The statement on Wednesday by the Council on American-Islamic Relations (CAIR) follows similar calls by the Netherlands-based game developer Rami Ismail and Canadian-Iraqi director Hala Alsalman.

A Change.org petition created by Alsalman has amassed more than 15,000 signatures to date.

"Six Days in Fallujah", developed by Highwire Games, is essentially an "Arab murder simulator" that "glorifies" the killing of more than 800 civilians in Fallujah, CAIR said on Wednesday.

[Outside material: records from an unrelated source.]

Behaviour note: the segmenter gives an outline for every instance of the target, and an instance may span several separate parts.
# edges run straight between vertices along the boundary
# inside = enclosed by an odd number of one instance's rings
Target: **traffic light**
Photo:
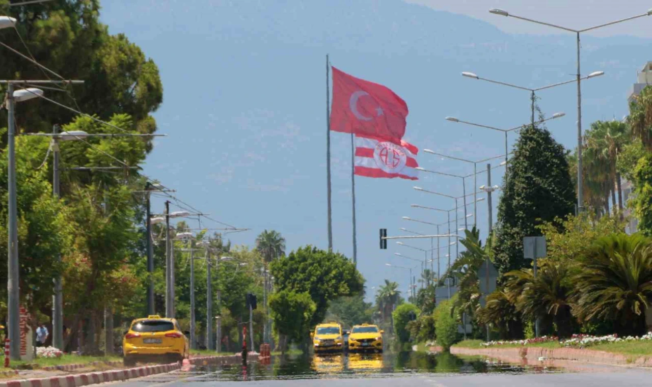
[[[249,309],[250,306],[252,309],[256,309],[256,294],[252,293],[246,294],[246,308]]]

The tactics used by the US military and allies in the 2004 assault on Fallujah are some of the most heavily criticised of the Iraq war.

American forces' use of white phosphorus, depleted uranium and other incendiary weapons in the heavily populated city are particularly controversial and have been linked to increased cancer, infant mortality and congenital anomaly rates.

"The gaming industry must stop dehumanising Muslims," said Huzaifa Shahbaz, CAIR's research and advocacy coordinator.

"Video games like Six Days in Fallujah only serve to glorify violence that took the lives of hundreds of Iraqi civilians, justify the Iraq war, and reinforce anti-Muslim sentiment at a time when anti-Muslim bigotry continues to threaten human life."

The game was initially announced in 2009 by the now-defunct Atomic Games and Japanese gaming firm Konami but was pulled in 2010 after criticism from activists.

Now under game company Victura, the controversial first-person shooter is set for release later in 2021.

A separate petition urging the cancellation of the game's release has been endorsed by figures including Iraqi-British rapper Lowkey, Iraqi-Canadian musician Yassin Alsalman, Canadian-American voice actress Jennifer Hale and leading figures in games media.